Me: okay I have pizza, wings, nacho dip, mozza…
Him: hell yes, Super Bowl Sunday!
Me *mouth full of food*: uper ol wat?
Ok I won’t subliminally ask any more subtraction problems, but I only did it 6 or maybe 3 times. What’s the difference?
The best thing about working at my office is that you can literally use as much toilet paper as you want in the restroom.
*watching horror movie where young couple moves into new house & scary things happen* This is unrealistic they could never afford this house
BANK EMPLOYEE: what if we stayed open later than 5:30?
CEO: that’s the dumbest shit i’ve ever heard
OTHER BANK EMPLOYEE: how bout a sign outside that displays the temperature 24/7
CEO: first of all, promoted
Humans™
they start off corded but convert to wireless easily
*me swallowing my fourth wet t-shirt*
This contest is hard
I need a sleep apnea machine, but I have no room in my bedroom. Unless of course I get rid of my movie theater butter pump or my Jimmy Buffett Margaritaville blender.

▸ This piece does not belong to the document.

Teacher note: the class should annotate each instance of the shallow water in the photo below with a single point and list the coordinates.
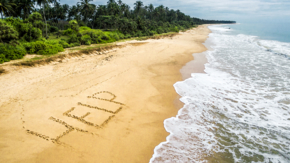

I’m not religious but I know there’s a hell because Monopoly exists
God: Give them free will
Angel: Some of them are going to use it to say, “supposably.”
God: You know what? Let’s make a hell, too.
Me: “This new flavour of Pringles is horrible.”
Wife: “You’re eating a tube of tennis balls.”
Daughter: *calling up the steps
Dad you almost ready?…We’re going to be late for my college orientation.
Me: *appears wearing just a toga
All set.
When I took improv 101 in 2013, there was a guy who would make every single scene about a high school reunion. Made me feel like he took the class just to prepare for any possible scenario that could happen at an upcoming high school reunion
dumbledore: you know what this spot needs
hogwarts gardener: rose bu-
dimbledore: a tree that kills students
hogwarts gardener: what
dumbledore: plant the death tree
one time when I was a kid I was in canada on canada day but didn’t realize it was canada day and I saw a mountie on stilts so I spent the next couple of years thinking canada had stilt cops
Why does it take 5-7 days to refund me…When it took 5-7 seconds to take that shit out
Doing couples therapy by myself to try and get double the help
These people at work keep interrupting my naps.
Got so drunk last night that I was able to translate three Pearl Jam albums into English
Went by the house where I grew up. Asked to go in to look around, but they said no and shut the door in my face. My parents can be so rude.